NAIROBI: Two months of relentless rains have submerged villages and farms and sent rivers of mud crashing into houses across East Africa, with at least 265 killed, according to an AFP tally, as meteorologists warn of more to come.
The extreme downpours have affected close to two million people and washed away tens of thousands of livestock in Kenya, Somalia, Burundi, Tanzania, South Sudan, Uganda, Djibouti and Ethiopia.
With a tropical storm headed for Somalia and more rain forecast across the region in the coming weeks, fears are rising over waterborne diseases and the prospect of hunger as crops are destroyed.
In Burundi, 38 people died on Wednesday night after heavy rains triggered landslides that swept through hillside communities in the northwest of the country, according to a provisional police toll on Thursday.
Kenya has been hard hit with 132 killed and 17,000 displaced, schools, roads, and health centres flooded, and water systems clogged across the country, government spokesman Cyrus Oguna said in a statement on Tuesday.
In South Sudan, the UN refugee agency UNHCR said nearly a million people have been affected by floodwaters which submerged whole towns, compounding an already dire humanitarian situation after six years of war.
Flooding has also affected 570,000 people in Somalia, according to the UN Office for the Coordination of Humanitarian Affairs (OCHA).
In Tanzania, 55 people have died, according to an AFP tally of police figures, including 30 in flash floods in the northeast in October, 15 whose car was swept away by floodwaters in the town of Tanga, and 10 who drowned last month in northern Mwanza.

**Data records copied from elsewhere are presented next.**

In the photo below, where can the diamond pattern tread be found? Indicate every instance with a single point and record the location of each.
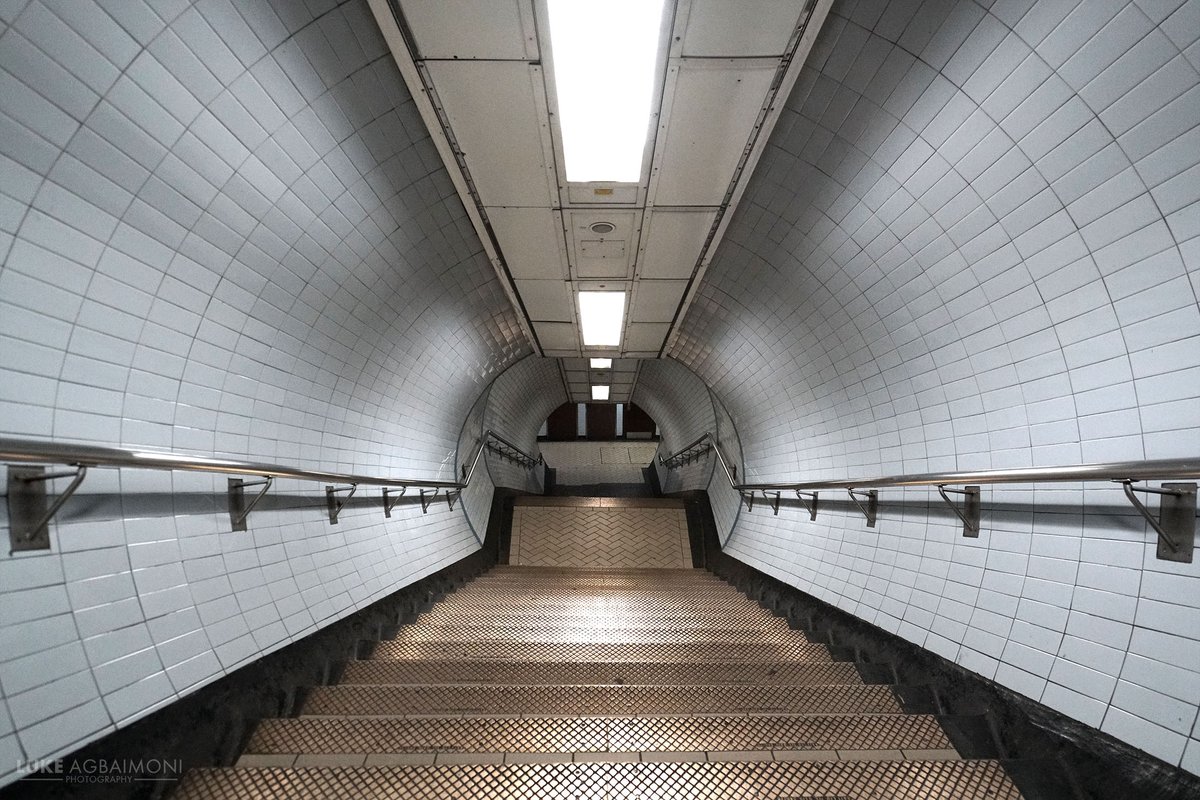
(636, 673)
(606, 536)
(955, 780)
(795, 649)
(587, 635)
(598, 620)
(597, 701)
(599, 734)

In Uganda, eight people have died and over 80,000 have been displaced by flooding and mudslides this week, Disaster Preparedness Minister Musa Ecweru said in a statement.
Ethiopia has also been affected,with 22 people dying in a landslide in the south of the country in October.
Djibouti has also experienced unusually heavy rains, with a joint government and United Nations press statement reporting that some areas received “the equivalent of 2 years of rainfall occurred in one day” in heavy downpours two weeks ago.
The extreme weather is blamed on the Indian Ocean Dipole — a climate system defined by the difference in sea surface temperature between the western and eastern areas of the ocean.
Scientists say the strength of this dipole is of a magnitude not seen in years, perhaps even decades.